A lot of people these days use Virtual Machines for testing and development due to their flexibility and versatility.
I make heavy use of them to host demos and also to have an instance of various environments at hand. For example, i have a the following VMs:
- Windows XP
- Windows Server 2003/SQL 2005/Sharepoint 2007/PPS07
- Windows Server 2003 R2/SQL 2008
- Windows Server 2008 R2/SQL 2008R2/Sharepoint 2010
- Windows Server 2008R2/Denali
Sometime when building an image i like to keep a complete “snapshot” backed up at various points so i can revert to it if need be. I also want to use the “snapshot” as a base for future work. For example, once i have Windows server 2008 R2 installed i could store that away so that next time i have this ready to go to build a different VM.
I say “snapshot” in quotes here because i did not use the Snapshot feauture of VMware workstation. This lets you keep a single physical copy of a VM with snapshots stored as part of the whole VM defnition. Note many native VMware snapshots on a VM can degrade performance over time due to the differential nature of the storage after snapshotting. Anyway, I specifically want a separate image that i can pick up and at any time and work with independently.
So, in order to satisfy my requirement i would simply copy my VM folder to a backup location after each signficiant point of development. All good? Not really! One day i had some corruption in a VM and needed to revert to a previous copy. I booted it up only to find it was behaving strangely and wasnt the copy i expected it to be. I thought somehow it had gotten corrupt/confused as well.
After a few days i looked at the VM settings and figured it out. When you copy a VM it still points to the virtual hard disk at the original locations!
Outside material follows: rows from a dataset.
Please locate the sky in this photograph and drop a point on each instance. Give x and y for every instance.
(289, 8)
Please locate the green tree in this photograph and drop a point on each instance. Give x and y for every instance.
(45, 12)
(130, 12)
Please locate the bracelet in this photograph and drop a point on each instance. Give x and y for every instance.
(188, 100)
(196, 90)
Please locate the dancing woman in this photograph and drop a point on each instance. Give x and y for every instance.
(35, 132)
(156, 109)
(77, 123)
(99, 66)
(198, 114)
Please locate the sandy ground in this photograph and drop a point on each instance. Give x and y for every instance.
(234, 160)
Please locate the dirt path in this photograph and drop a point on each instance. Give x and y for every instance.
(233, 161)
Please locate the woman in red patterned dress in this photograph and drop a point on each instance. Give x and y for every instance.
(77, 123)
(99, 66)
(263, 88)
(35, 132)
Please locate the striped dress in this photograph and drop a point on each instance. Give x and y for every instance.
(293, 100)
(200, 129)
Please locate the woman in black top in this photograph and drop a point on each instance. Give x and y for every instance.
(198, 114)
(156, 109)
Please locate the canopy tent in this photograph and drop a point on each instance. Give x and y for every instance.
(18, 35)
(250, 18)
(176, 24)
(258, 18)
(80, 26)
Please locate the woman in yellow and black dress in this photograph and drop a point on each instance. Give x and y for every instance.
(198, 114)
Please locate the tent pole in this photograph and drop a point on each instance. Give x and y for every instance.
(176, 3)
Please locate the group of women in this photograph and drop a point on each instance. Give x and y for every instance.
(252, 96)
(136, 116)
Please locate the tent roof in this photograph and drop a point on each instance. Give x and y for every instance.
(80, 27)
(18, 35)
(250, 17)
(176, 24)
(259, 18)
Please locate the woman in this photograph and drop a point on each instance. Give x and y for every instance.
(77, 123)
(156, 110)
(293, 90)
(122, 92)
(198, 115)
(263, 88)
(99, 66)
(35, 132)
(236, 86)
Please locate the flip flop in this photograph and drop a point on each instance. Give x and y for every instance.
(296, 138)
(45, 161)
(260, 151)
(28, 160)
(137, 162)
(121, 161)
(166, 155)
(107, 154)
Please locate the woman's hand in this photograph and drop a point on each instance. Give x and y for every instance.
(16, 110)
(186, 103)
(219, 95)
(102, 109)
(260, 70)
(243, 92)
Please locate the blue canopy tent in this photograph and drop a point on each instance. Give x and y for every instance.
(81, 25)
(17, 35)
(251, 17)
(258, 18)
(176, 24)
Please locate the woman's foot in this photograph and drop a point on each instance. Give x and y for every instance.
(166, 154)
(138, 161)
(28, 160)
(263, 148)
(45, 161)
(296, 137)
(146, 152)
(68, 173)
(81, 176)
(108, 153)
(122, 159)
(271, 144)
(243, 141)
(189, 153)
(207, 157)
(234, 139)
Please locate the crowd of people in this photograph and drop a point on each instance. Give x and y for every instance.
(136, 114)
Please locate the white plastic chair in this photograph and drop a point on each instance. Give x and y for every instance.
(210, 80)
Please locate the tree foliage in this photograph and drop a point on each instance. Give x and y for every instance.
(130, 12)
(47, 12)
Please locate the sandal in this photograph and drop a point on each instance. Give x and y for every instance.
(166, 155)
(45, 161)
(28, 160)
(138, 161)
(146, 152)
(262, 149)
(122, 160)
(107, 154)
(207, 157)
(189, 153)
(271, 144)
So my pristine backup was botting off the corrupted virtual disk! There are two ways out of this.
- Reconfigure the backup VM to point to the virtual hard drive in its own folder
- The preferred method – to avoid this situation in the first place – dont simply copy the VM to back it up. Use the Clone option in Workstation and it will make a proper independent copy. You can also use this to rename a Virtual Machine safely.
This may seem like a trivial and newbie mistake – it probably is. But hey, if it took me years to run into this situation perhaps this info will hep someone else!